Research from property consultants JLL examining how circa 1,000 retail locations in the UK have been affected by the delay in Business Rates Revaluation has shown 40 per cent are suffering as a result with areas including East of England, Yorkshire and the North East some of the worst affected.
The Treasury’s deferral of a rating revaluation of the tax from 2015 to 2017 will mean businesses continuing paying rates based on pre-crisis rents which, according to JLL’s analysis, has generated short-term winners and losers. Winners are defined as those retail locations currently benefiting from a deferred revaluation – in other words those locations that would have seen uplift in their business rates in 2015 and therefore benefit from a postponement. Conversely, those that would have benefitted from a 2015 revaluation by a reduction in rates paid are losing out with many paying business rates based on pre-crisis rents.
JLL’s analysis shows 32 per cent of locations would have remained broadly unaffected by a 2015 revaluation; 28 per cent are short-term winners, but 40 per cent are losing out as a result of the postponement. Hardest-hit is East England, where 63 per cent were currently paying more than they should and in Yorkshire 54 percent are paying more.
Paul Davinson, Director of Rating in JLL’s Leeds office, said: “The Government conducts revaluations every five years to align business rates with property value movements. In 2013 it decided to push the next revaluation back two years, citing that it would help businesses delay any business rate changes that occur at the point of revaluation. However the property market has changed considerably since 2008, the valuation date for business rates since 2010 and which will remain until the next revaluation. Our findings show that the over half of retail sites in Yorkshire are paying excessive business rates based upon current property values, making it clear the Government’s controversial decision to delay the revaluation by another two years is further compounding the challenges many retailers in the region are facing in an increasingly competitive sector.

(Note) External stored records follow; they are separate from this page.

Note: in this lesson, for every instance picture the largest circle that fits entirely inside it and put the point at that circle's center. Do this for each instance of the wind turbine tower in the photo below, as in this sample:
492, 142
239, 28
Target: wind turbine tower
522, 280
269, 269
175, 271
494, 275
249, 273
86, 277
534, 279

“Our research shows that high streets in poorer areas are the real losers. Some retail locations have been hammered by both cyclical headwinds and changing requirements for space from retailers grappling with structural change. In some instances business rates are the millstone dragging high streets under. Winners are areas that least needed help — predominantly London and southeast England.”
Paul Davinson also highlighted that within Yorkshire the disproportionate level of business rates compared to rental levels is causing much difficulty to businesses and a marked effect to demand levels and potential occupier’s feasibility when considering new occupations.
The sting in the tail; short term winners will feel the pinch in 2017…
According to JLL’s analysis, the clearest current winner is London, registering the greatest proportion of retail locations benefitting in the short-term from the postponement (52 per cent). But whilst benefitting in the short-term, a number of prime locations will see considerable upward adjustments in rates in 2017, assuming the current model is maintained and revaluations trigger uplifts in rates payable, especially those locations that have seen significant rental growth since 2008 and where rental growth momentum continues.
The effects of polarisation …
Locations that saw unsustainable rental growth to 2008 then significant subsequent rental declines are hardest hit, as rates are currently being paid on 2008 Estimated Rental Values, despite in some instances rents having fallen by over 50 per cent. In some smaller regional retail locations, rents never saw the dizzy heights, so any subsequent rental falls have been marginal. In some instances towns and cities will have both winners and losers, whereby polarisation has driven rents in the core, prime locations, whilst weaker secondary has continued to deteriorate.
Tim Vallance, Head of UK Retail and Leisure at JLL, concluded: “The system isn’t flawed; it is just lagging changes in market values. Further damage to the UK high street is inevitable if revaluations are deferred. We need to bring forward valuations and to ensure future valuations are undertaken on a more frequent basis; structural change is playing out and the retail landscape is changing before us. Changes in market rents will move with changing demand for space, business rates should also. Retailers should be careful what they wish for when talking about a sales tax alternative, this would create another layer of complexity and retailers with stronger brands might be penalised.”